姜笙抿唇不语,只是看向姜城南的眼里的心疼更多了些。
“他是生来高坐云端,那我们就活该卑贱如泥吗?他是权柄滔天翻手为云覆手为雨,可我等却连活着都如此艰辛,父亲自小便教导你我,生而为人,忠孝为先,为臣者当为君臣忠权,可咱们的君,配的上吗?”他的手紧紧抓着软被,脖颈上的青筋直冒,几乎是咬牙切齿:“他既在高位,那我便拉他下来,让他尝尝被人碾压在手的滋味,尝一尝被视若草芥的卑微。”
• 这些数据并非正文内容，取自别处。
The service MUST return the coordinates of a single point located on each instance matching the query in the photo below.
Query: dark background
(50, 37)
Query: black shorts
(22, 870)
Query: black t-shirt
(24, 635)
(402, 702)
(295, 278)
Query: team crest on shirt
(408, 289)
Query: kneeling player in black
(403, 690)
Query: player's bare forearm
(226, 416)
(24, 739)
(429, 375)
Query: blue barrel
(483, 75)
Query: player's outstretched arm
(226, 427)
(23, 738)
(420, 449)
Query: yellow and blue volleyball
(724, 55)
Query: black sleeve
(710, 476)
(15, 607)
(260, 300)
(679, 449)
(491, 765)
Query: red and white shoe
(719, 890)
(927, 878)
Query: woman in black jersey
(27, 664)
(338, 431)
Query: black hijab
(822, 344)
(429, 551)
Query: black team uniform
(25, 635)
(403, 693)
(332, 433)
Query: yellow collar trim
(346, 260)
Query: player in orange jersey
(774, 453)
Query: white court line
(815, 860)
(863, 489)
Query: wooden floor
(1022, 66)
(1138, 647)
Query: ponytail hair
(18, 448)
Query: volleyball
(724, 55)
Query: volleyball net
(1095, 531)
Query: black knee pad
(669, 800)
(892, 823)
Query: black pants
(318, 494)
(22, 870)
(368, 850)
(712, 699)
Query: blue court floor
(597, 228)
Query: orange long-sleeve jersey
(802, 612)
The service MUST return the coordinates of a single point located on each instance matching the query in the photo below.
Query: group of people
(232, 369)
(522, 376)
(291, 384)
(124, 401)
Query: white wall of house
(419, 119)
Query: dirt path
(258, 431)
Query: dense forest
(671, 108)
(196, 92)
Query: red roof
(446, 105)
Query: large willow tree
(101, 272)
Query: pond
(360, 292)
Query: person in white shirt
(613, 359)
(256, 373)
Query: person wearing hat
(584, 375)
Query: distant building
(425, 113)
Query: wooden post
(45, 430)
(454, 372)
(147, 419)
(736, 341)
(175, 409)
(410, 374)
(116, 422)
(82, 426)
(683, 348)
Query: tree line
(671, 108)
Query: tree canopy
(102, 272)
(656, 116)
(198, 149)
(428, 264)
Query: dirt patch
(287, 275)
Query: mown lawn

他犹如陷入疯魔之中,姜笙眼眸不禁有些发红,到底是没忍住轻声啜泣了一声。
这声啜泣却似是唤醒了姜城南,他回过神来看向姜笙,嘴角泛起苦笑:“若不是有你在,我必是要与他同归于尽的,幼幼,莫怕,万事有我,他碰不到你。”
“兄长,父亲是怎么死的?”姜笙长吸了一口气,眯了眯眼睛,到底是问出这几句话。
姜城南抬眸看她,印着烛火的瞳孔里却仍旧似蒙着一层灰,雾蒙蒙的,良久后才道:“饿死的。”
姜城南未说完,姜稽死时瘦的活似个骷髅,身上皮肤堆叠起来皆是褶皱,大腿瘦的好似寻常姑娘的手腕一般,抱起来时浑身无二两重量,嘴角还有些因饥饿神智错乱胡乱吞下的泥土。
姜笙的心猛然刺痛了一下,眼泪刷的一下便出来了,拿着帕子捂着嘴,没让自己哭出声来。
姜城南眼眶亦有些发红,长吁一口气看到她说道:“还想知道什么?想问什么便问吧。”
她既知道了,姜城南便不想再瞒着她了,她都活两世了,承受的东西比他想象的还要多,让她两世蒙在鼓里,什么也不知晓吧,平心而论,姜城南做不到。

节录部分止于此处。